Visualize Student Performance with ggplot2: Part II

Have you improved?

Image credit: internet


Read Quiz 1 Review if you have not yet done so.

The second Pop Quiz was held around 10pm on Oct 1, 2021. Same as the first quiz, the second quiz consists of ten Multiple Choices Questions which is designed to test your fundamental understanding of the basics of R programming. The Quiz has been automatically graded by the computer and your marks have been published on eLearn. I have some comments on students who got 50% or lower. Please check my comments on eLearn.

This document is to provide you a review of the performance and how you are compared with the first quiz.

Import multiple files in R

I can download your marks from eLearn for each quiz. So now I have two .csv files which contain the marks for each quiz. I can use read.csv() to read each of the files one by one. But imagine you have hundreds and thousands of files which you want to read into one single dataframe. A straight forward algorithm is to use the for loop and read the files through automatic loop. I will use the function list.files() which can list all the files in a specific folder. The rest is a bunch of package:dplyr functions which will merge all files into one single data frame. The loop code is presented as follows^[It is not advised to use df as data frame variable name when you need to check whether the data frame exists or not. The reason is df() is a default function which already exists and exists("df") will always retrun TRUE.].

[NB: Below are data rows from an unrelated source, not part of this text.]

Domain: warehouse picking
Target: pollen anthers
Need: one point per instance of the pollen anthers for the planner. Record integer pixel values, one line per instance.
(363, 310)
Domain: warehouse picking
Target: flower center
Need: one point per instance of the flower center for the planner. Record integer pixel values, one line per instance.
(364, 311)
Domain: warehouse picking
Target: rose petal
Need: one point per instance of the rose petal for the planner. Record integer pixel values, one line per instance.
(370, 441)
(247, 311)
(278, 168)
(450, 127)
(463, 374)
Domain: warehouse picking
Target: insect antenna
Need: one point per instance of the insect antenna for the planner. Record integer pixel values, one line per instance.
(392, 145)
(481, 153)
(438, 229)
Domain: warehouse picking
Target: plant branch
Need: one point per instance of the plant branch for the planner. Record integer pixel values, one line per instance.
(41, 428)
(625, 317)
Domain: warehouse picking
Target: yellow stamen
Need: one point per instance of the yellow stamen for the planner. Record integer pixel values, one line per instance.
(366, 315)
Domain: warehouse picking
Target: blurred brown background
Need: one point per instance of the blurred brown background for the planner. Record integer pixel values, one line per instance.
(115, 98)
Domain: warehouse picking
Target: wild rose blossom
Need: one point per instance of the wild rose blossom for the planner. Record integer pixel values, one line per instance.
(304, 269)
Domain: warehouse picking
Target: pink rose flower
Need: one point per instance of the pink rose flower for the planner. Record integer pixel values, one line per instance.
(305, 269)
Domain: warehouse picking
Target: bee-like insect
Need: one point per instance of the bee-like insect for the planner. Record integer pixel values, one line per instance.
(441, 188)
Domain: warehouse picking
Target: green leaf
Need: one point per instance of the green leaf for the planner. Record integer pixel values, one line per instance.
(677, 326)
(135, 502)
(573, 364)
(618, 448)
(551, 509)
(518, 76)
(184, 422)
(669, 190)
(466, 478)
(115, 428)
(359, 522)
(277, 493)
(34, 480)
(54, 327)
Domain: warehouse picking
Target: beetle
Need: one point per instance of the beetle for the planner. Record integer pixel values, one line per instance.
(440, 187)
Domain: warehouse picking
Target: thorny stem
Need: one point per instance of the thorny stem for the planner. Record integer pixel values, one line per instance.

for (data in list.files(path = ".", pattern = "*.csv", full.names = TRUE)) {
  # Create the first data if no data exist yet
  if (!exists("dataset")) {
    dataset <- read.csv(data, header = TRUE) %>%
      select(Username, FirstName, Score, Out.Of)
    names(dataset) <- c("Username", "Name", "Quiz1", "FullMark")
  # if data already exist, then merge with existing data
  else {
    tempory <- read.csv(data, header = TRUE) %>%
      select(Username, Score)
    names(tempory) <- c("Username", "Quiz2")
    dataset <- left_join(dataset, tempory, by = "Username")

As I mentioned in class, for loop in R is not very efficient and we should use alternative vectorized solution if available. The alternative loop is through the function lapply(). I then combine the columns using the function bind_cols() ^[If you need to combine rows, just use bind_rows()]. Kindly note that the following code will work only if all the input files have row to row student id match, otherwise you may mismatch students' marks. So a safer way is to use merge by a common key.

df <- list.files(path = ".", pattern = "*.csv", full.names = TRUE) %>%
  lapply(read.csv) %>%
  bind_cols() %>%
  select(Username...2, FirstName...3, Score...4, Out.Of...5, Score...13) %>%
  rename(Username = Username...2, Name = FirstName...3, Quiz1 = Score...4,
         Quiz2 = Score...13, FullMark = Out.Of...5)

So are the two data frames the same? The answer is TRUE.

identical(df, dataset)
## [1] TRUE

Summary Statistics of Quiz 2

And here is the summary statistics of your Quiz 2 using the summary() function^[summary() provides summary statistics on the columns of the data frame].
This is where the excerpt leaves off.